Coloque la punta de la aguja en el gel debajo del transductor y mueva lentamente la aguja hasta que se visualice adyacente a la superficie de la piel. Mientras toma imágenes continuamente de la aguja bajo ultrasonido, inserte la aguja en la glándula del timo con una trayectoria percutánea lejos de los vasos sanguíneos. Utilice una trayectoria horizontal transversal del timo para colocar la punta de la aguja en el lóbulo tímico contralateral al sitio de entrada.
Una vez que la punta de la aguja esté dentro de la porción deseada del timo, inyecte rápidamente el contenido de la jeringa de calibre 30 mientras usa la visualización ecográfica. Para estabilizar la jeringa durante la inserción e inyección de la aguja, sostenga la jeringa entre el pulgar y el tercer dedo, y controle el émbolo de la jeringa con el dedo índice. Retire la aguja después de que se haya depositado todo el contenido.
En ratones jóvenes, la identificación de la glándula timo fue sencilla debido al gran tamaño de la glándula. Fue más desafiante en ratones más viejos o inmunodeficientes. Sin embargo, todavía era muy factible con equipos de ultrasonido modernos.
La inyección exitosa se observó cuando la aguja no atravesó estructuras críticas, como el corazón, la aorta o una de las venas cavas inferiores. La punta de la aguja se visualizó en su ubicación objetivo durante la inyección, confirmando la deposición intratímica. La localización intratímica de la inyección se confirmó utilizando luciferina como inyectado en ratones transgénicos con luciferasa.

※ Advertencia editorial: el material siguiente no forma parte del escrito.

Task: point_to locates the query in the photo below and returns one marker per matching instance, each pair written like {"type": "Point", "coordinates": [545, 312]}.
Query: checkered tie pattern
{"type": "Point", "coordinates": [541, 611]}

Estos fueron evaluados inmediatamente con imágenes de bioluminiscencia, confirmando la ubicación correcta de la inyección sin sacrificar al animal. Alternativamente, se inyectó Trypan Blue como marcador visual del sitio de inyección y la precisión de la inyección utilizando ex vivo con necropsia. Nuestro grupo ha estado utilizando esta técnica para varios estudios grandes, incluida la investigación de inmunoterapia contra el cáncer, basada en la inyección de células progenitoras modificadas genéticamente, y para mejorar la función tímica en ratones inmunodeficientes.